Vom anstrengenden Alltag einer Bereitschaftspflegefamilie

Eine junge Familie

Eine junge Familie

Foto: picture alliance

Die Aufgabe, Kinder für Wochen oder Monate aufzunehmen, bringt alle Familienmitglieder an ihre Grenzen – weiß ein Hamburger Schüler.

Hamburg.  Bereitschaftspflege­familien sind Familien auf Zeit, die Kinder für Wochen, Monate, ein halbes Jahr oder manchmal für ein paar Tage bei sich aufnehmen.

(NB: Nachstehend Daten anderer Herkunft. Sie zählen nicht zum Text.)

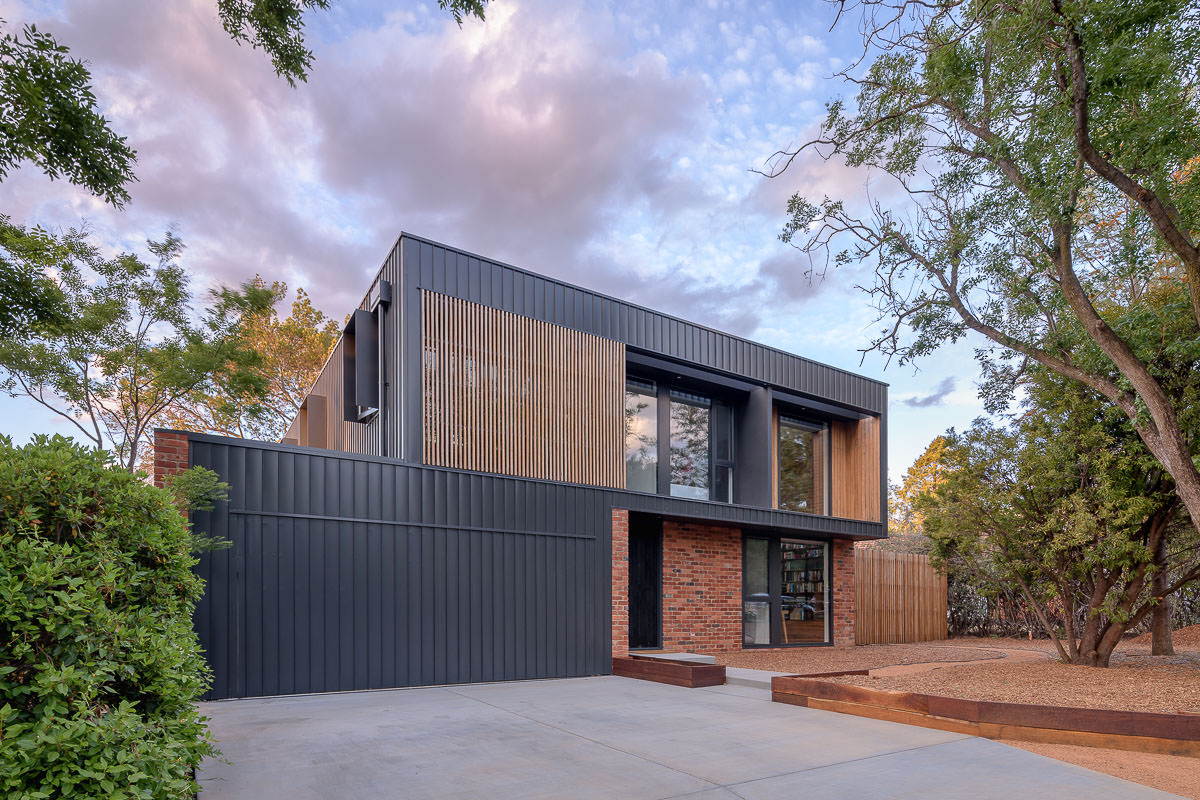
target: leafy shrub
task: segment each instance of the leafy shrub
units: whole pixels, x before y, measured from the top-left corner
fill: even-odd
[[[162,486],[175,497],[175,505],[187,512],[212,511],[217,503],[229,499],[229,485],[208,467],[190,467],[181,473],[168,475]],[[233,547],[233,542],[221,536],[198,533],[187,522],[192,553],[209,553]]]
[[[0,437],[0,796],[185,798],[215,751],[202,582],[170,493]]]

Eine Aufgabe, die alle an ihre Grenzen bringt. Es wird sehr viel Flexibilität und ein hohes Anpassungsvermögen von Bereitschaftspflegefamilien verlangt. Es können Kinder drogensüchtiger oder sehr junger Eltern sein, aber auch Kinder, die missbraucht oder vernachlässigt wurden. Die Zeit, in der die Kinder in den Bereitschaftspflegefamilien leben, dient zur Klärung der Familiensituation. So gewinnt das Jugendamt Zeit, um über das weitere Vorgehen zu beraten. Kann das Kind zurück zu seinen Eltern? Oder muss für das Kind eine Dauerpflegefamilie oder eine Wohngruppe gesucht werden? Oft wird den leiblichen Eltern auch die elterliche Sorge entzogen, und dann tritt der Vormund ein. Die Kinder kommen teilweise mit einer halben Stunde Vorankündigung in die Familien, meistens haben sie nur die Sachen dabei, die sie tragen. Bereitschaftspflegefamilien bekommen pro Monat einen Geldbetrag dafür, das ist aber für das Jugendamt weitaus billiger als eine Heimunterbringung. Die Bereitschaftspflegefamilien werden vom Jugendamt und einem freien sozialen Träger betreut.

Bereitschaftspflegefamilien sollen 260 Tage im Jahr zur Verfügung stehen. Für das Pflegekind muss ein eigenes Zimmer vorhanden sein, und eine erwachsene Person muss zu Hause bleiben. Der Alltag in einer Bereitschaftspflegefamilie kann anstrengend sein. Eine solche Familie kenne ich – meine Familie.